From mboxrd@z Thu Jan  1 00:00:00 1970
Received: from eggs.gnu.org ([2001:4830:134:3::10]:60379)
	by lists.gnu.org with esmtp (Exim 4.71)
	(envelope-from <yanghy@cn.fujitsu.com>) id 1X2XvA-0000KI-LX
	for qemu-devel@nongnu.org; Wed, 02 Jul 2014 23:42:56 -0400
Received: from Debian-exim by eggs.gnu.org with spam-scanned (Exim 4.71)
	(envelope-from <yanghy@cn.fujitsu.com>) id 1X2Xv2-0001Yk-Nz
	for qemu-devel@nongnu.org; Wed, 02 Jul 2014 23:42:52 -0400
Received: from [59.151.112.132] (port=61219 helo=heian.cn.fujitsu.com)
	by eggs.gnu.org with esmtp (Exim 4.71)
	(envelope-from <yanghy@cn.fujitsu.com>) id 1X2Xv2-0001Y5-2s
	for qemu-devel@nongnu.org; Wed, 02 Jul 2014 23:42:44 -0400
Message-ID: <53B4D133.4060903@cn.fujitsu.com>
Date: Thu, 3 Jul 2014 11:42:43 +0800
From: Hongyang Yang <yanghy@cn.fujitsu.com>
MIME-Version: 1.0
References: <53A8DD80.7070905@cn.fujitsu.com> <20140701121248.GH2394@work-vm>
In-Reply-To: <20140701121248.GH2394@work-vm>
Content-Type: text/plain; charset="ISO-8859-1"; format=flowed
Content-Transfer-Encoding: 7bit
Subject: Re: [Qemu-devel] [RFC] COLO HA Project proposal
List-Id: <qemu-devel.nongnu.org>
List-Unsubscribe: <https://lists.nongnu.org/mailman/options/qemu-devel>,
	<mailto:qemu-devel-request@nongnu.org?subject=unsubscribe>
List-Archive: <http://lists.nongnu.org/archive/html/qemu-devel>
List-Post: <mailto:qemu-devel@nongnu.org>
List-Help: <mailto:qemu-devel-request@nongnu.org?subject=help>
List-Subscribe: <https://lists.nongnu.org/mailman/listinfo/qemu-devel>,
	<mailto:qemu-devel-request@nongnu.org?subject=subscribe>
To: "Dr. David Alan Gilbert" <dgilbert@redhat.com>
Cc: FNST-Gui Jianfeng <GuiJianfeng@cn.fujitsu.com>, Dong Eddie <eddie.dong@intel.com>, qemu-devel@nongnu.org, kvm@vger.kernel.org

Hi David,

On 07/01/2014 08:12 PM, Dr. David Alan Gilbert wrote:
> * Hongyang Yang (yanghy@cn.fujitsu.com) wrote:
>
> Hi Yang,
>
>> Background:
>>    COLO HA project is a high availability solution. Both primary
>> VM (PVM) and secondary VM (SVM) run in parallel. They receive the
>> same request from client, and generate response in parallel too.
>> If the response packets from PVM and SVM are identical, they are
>> released immediately. Otherwise, a VM checkpoint (on demand) is
>> conducted. The idea is presented in Xen summit 2012, and 2013,
>> and academia paper in SOCC 2013. It's also presented in KVM forum
>> 2013:
>> http://www.linux-kvm.org/wiki/images/1/1d/Kvm-forum-2013-COLO.pdf
>> Please refer to above document for detailed information.
>
> Yes, I remember that talk - very interesting.
>
> I didn't quite understand a couple of things though, perhaps you
> can explain:
>    1) If we ignore the TCP sequence number problem, in an SMP machine
> don't we get other randomnesses - e.g. which core completes something
> first, or who wins a lock contention, so the output stream might not
> be identical - so do those normal bits of randomness cause the machines
> to flag as out-of-sync?

It's about COLO agent, CCing Congyang, he can give the detailed
explanation.

>
>    2) If the PVM has decided that the SVM is out of sync (due to 1) and
> the PVM fails at about the same point - can we switch over to the SVM?
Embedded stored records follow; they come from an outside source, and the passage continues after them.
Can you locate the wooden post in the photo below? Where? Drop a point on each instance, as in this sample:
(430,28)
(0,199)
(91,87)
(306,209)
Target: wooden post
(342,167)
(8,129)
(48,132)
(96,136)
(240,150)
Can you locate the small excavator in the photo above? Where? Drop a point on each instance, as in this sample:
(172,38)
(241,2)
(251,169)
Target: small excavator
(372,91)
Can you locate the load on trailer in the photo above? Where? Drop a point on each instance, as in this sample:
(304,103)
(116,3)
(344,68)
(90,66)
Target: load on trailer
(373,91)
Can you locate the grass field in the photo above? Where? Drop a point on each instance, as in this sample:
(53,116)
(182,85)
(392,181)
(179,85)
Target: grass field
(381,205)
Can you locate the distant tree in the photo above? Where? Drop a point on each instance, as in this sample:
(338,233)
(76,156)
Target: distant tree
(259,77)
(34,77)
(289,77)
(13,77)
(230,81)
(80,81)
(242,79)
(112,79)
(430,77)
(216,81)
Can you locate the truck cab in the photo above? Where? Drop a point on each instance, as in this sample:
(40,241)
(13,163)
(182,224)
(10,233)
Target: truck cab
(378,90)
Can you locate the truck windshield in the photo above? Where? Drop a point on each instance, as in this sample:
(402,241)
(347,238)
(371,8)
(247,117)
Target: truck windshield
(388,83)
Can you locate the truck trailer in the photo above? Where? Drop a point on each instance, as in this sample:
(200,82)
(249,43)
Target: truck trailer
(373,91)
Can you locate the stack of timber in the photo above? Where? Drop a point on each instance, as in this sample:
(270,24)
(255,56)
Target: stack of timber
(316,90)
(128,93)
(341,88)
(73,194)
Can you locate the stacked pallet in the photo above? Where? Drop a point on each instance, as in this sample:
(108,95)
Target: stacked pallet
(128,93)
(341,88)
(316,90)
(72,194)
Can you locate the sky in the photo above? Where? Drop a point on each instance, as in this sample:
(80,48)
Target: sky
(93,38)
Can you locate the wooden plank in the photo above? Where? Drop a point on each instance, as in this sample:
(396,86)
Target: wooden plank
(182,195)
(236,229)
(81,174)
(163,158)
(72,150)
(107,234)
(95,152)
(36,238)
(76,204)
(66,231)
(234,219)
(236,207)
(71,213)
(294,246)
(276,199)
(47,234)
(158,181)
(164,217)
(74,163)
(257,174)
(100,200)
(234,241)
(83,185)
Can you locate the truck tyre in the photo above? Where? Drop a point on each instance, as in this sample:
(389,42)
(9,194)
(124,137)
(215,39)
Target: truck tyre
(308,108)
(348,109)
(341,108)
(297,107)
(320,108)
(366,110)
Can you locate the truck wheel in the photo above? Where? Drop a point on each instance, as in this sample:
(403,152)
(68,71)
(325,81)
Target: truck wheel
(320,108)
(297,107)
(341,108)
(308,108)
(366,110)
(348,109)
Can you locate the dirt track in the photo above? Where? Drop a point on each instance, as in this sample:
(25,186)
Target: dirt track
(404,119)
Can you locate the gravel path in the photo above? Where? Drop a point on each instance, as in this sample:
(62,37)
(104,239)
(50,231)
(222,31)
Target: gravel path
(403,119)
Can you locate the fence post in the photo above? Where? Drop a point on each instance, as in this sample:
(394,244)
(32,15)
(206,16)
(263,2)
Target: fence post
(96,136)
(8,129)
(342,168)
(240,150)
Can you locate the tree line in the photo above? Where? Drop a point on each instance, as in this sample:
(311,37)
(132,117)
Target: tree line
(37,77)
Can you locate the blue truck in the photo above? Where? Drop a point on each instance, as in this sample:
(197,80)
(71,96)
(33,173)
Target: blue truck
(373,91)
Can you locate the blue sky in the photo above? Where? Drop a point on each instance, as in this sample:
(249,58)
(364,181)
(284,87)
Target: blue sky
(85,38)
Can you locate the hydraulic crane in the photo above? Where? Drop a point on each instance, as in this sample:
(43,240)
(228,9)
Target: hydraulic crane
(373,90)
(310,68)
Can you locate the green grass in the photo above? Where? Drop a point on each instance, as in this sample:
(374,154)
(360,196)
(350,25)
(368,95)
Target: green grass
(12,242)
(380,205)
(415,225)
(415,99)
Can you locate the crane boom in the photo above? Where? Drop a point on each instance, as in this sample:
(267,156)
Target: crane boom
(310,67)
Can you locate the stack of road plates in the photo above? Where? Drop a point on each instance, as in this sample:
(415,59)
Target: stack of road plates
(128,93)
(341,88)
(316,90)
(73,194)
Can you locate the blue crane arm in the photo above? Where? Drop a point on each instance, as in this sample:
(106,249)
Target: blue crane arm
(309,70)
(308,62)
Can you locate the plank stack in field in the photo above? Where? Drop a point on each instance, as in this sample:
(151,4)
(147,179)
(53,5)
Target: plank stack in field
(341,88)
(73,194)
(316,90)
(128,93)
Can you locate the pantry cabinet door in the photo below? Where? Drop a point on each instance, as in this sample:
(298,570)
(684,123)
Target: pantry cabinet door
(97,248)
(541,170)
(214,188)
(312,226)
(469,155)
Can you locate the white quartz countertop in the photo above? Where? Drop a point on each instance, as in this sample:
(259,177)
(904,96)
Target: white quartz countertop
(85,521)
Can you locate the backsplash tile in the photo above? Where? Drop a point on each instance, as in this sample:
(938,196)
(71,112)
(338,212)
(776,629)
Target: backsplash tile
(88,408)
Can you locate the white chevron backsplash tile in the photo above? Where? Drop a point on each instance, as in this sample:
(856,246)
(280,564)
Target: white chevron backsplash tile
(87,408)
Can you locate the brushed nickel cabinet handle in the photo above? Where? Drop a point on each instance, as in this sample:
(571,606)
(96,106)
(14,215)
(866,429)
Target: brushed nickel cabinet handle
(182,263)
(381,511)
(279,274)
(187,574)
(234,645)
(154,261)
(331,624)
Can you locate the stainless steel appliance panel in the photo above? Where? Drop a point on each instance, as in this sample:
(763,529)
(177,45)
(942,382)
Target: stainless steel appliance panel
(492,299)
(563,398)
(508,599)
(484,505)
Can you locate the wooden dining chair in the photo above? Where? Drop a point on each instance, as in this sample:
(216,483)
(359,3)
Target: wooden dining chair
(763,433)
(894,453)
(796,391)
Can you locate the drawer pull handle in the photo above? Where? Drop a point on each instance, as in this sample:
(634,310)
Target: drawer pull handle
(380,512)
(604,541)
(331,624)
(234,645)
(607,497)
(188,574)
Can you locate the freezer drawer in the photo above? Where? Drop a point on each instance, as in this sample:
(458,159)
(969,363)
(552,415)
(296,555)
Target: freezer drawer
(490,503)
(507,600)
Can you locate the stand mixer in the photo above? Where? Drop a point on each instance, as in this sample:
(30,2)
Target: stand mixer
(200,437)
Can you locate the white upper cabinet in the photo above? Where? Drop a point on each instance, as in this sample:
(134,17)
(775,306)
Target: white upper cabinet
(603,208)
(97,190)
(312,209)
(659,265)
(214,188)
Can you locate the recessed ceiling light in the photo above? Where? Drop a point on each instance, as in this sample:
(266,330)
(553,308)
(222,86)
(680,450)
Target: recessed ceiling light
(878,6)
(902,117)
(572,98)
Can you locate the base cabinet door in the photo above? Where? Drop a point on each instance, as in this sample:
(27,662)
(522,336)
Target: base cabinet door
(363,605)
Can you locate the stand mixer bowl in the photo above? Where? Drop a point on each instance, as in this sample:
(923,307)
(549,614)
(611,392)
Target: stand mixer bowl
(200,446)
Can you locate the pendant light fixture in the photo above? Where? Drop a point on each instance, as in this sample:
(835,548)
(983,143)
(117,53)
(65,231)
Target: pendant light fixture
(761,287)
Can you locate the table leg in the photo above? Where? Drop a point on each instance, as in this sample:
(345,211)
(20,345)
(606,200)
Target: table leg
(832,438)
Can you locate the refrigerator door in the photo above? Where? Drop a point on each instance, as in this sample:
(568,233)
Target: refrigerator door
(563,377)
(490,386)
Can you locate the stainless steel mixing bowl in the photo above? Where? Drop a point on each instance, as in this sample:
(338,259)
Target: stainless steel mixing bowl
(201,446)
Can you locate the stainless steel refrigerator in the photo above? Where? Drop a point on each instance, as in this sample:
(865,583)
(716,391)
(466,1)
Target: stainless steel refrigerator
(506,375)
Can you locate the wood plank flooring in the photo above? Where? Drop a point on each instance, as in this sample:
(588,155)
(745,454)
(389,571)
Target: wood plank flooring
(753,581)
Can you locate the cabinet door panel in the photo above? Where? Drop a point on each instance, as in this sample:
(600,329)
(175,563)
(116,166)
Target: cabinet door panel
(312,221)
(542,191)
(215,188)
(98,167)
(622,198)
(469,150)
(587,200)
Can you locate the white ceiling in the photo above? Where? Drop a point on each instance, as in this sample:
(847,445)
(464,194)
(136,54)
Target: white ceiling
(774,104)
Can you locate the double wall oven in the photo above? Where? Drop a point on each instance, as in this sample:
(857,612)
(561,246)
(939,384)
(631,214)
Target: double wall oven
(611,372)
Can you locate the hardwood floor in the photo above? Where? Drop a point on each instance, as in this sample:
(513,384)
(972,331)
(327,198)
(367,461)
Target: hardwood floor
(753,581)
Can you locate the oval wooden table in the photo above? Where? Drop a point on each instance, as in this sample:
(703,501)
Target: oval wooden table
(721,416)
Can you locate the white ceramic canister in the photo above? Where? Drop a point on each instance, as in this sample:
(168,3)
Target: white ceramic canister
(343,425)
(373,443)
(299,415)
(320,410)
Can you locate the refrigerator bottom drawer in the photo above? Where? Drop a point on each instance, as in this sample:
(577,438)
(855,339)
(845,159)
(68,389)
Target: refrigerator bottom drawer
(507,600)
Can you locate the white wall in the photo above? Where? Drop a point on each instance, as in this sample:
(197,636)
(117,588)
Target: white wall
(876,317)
Yes, we can switch over, we have some mechanisms to ensure the SVM's state
is consentient:
- memory cache.
   The memory cache was initially the same as PVM's memory. At
checkpoint, we cache the dirty memory of PVM while transporting the
memory, write cached memory to SVM when we received all PVM memory
(we only need to write memory that was both dirty on PVM and SVM
from last checkpoint). This solves problem 2) you've mentioned above:
If PVM fails while checkpointing, SVM will discard the cached memory
and continue to run and to provide service just as it is.

- COLO Disk manager
   Like memory cache, COLO Disk manager caches the Disk modifications
of PVM, and write it to SVM Disk when checkpointing. If PVM fails while
checkpointing, SVM will discard the cached Disk modifications.

>
> I'm worried that due to (1) there are periods where the system
> is out-of-sync and a failure of the PVM is not protected.  Does that happen?
> If so how often?
>
>> The attached was the architecture of kvm-COLO we proposed.
>>    - COLO Manager: Requires modifications of qemu
>>      - COLO Controller
>>          COLO Controller includes modifications of save/restore
>>        flow just like MC(macrocheckpoint), a memory cache on
>>        secondary VM which cache the dirty pages of primary VM
>>        and a failover module which provides APIs to communicate
>>        with external heartbead module.
>>      - COLO Disk Manager
>>          When pvm writes data into image, the colo disk manger
>>        captures this data and send it to the colo disk manger
>>        which makes sure the context of svm's image is consentient
>>        with the context of pvm's image.
>
> I wonder if there is anyway to coordinate this between COLO, Michael
> Hines microcheckpointing and the two separate reverse-execution
> projects that also need to do some similar things.
> Are there any standard APIs for the heartbeet thing we can already
> tie into?

Sadly we have checked MC, it does not have heartbeat support for now.

>
>>    - COLO Agent("Proxy module" in the arch picture)
>>        We need an agent to compare the packets returned by
>>      Primary VM and Secondary VM, and decide whether to start a
>>      checkpoint according to some rules. It is a linux kernel
>>      module for host.
>
> Why is that a kernel module, and how does it communicate the state
> to the QEMU instance?

The reason we made this a kernel module is to gain better performance.
We can easily hook the packets in a kernel module.
QEMU instance uses ioctl() to communicate with the COLO Agent.

>
>>    - Other minor modifications
>>        We may need other modifications for better performance.
>
> Dave
> P.S. I'm starting to look at fault-tolerance stuff, but haven't
> got very far yet, so starting to try and understand the details
> of COLO, microcheckpointing, etc
>
>> --
>> Thanks,
>> Yang.
>
>
> --
> Dr. David Alan Gilbert / dgilbert@redhat.com / Manchester, UK
> .
>

-- 
Thanks,
Yang.